From Cincinnati to Youngstown, the shores of Lake Erie to the banks of the Ohio River; small towns to big cities, rural schools to urban.
But teachers' concerns are the same everywhere: not enough money, not enough time and too much testing.
"The state is extremely diverse, but it doesn't matter where you go, it's the same concerns," she said.
Burger, a veteran elementary school teacher in the Gallipolis city schools in southern Ohio, was at Hayes Junior High School in Youngstown on Tuesday and in the Warren city schools today as part of her ongoing quest to find out what's on the minds of teachers in the Buckeye State and relay them to the governor.
Taft created the Teacher in Residence position in 1999 to foster better communication between classroom teachers and the governor's office.
Burger, an award-winning teacher, was named to the two-year post in July 2001. She plans to return to her teaching job in Gallipolis for the 2003-04 school year.
She said she's visited dozens of schools in about 20 Ohio counties.
"I was concerned when I started this job that if I went in and said, 'Hey, what's wrong with education, what do you want me to tell the governor?' that I would be bombarded with constant negative feedback because I know teachers are frustrated," she said.
"But that's not really been the case.

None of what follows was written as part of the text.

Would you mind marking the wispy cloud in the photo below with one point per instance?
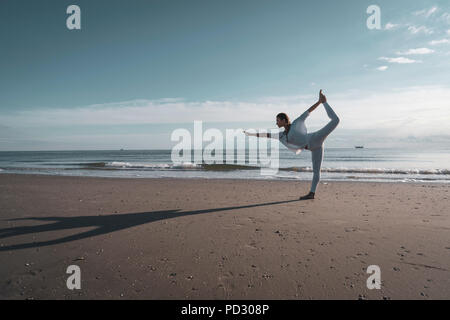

I have been very pleased that teachers understand there are problems and, yes, they want to voice their concerns, but they also do understand the enormity of the education system," she added. "I think teachers just want to know what they're supposed to be doing, and they want to make sure they're doing it well."
Burger said teachers across the state are concerned that their schools aren't funded properly.
"Even schools that appear to have everything feel they have needs," she said.
Teachers also feel pressed for time and "being able to fit in all of the demands of the curriculum."
"Today's teacher doesn't just teach," she said. "They have all of these other responsibilities and duties, being social workers and dealing with other problems that didn't used to be in the schools that are now."
Teachers also are concerned about how the state's proficiency tests are affecting students. Teachers believe the exams in the fourth, sixth and ninth grades have become punitive, she said.
"Most teachers are not opposed to testing," she said. "They understand the need for it. You do have to test students to figure out where they need to go and what they need to do, but the structure concerns them."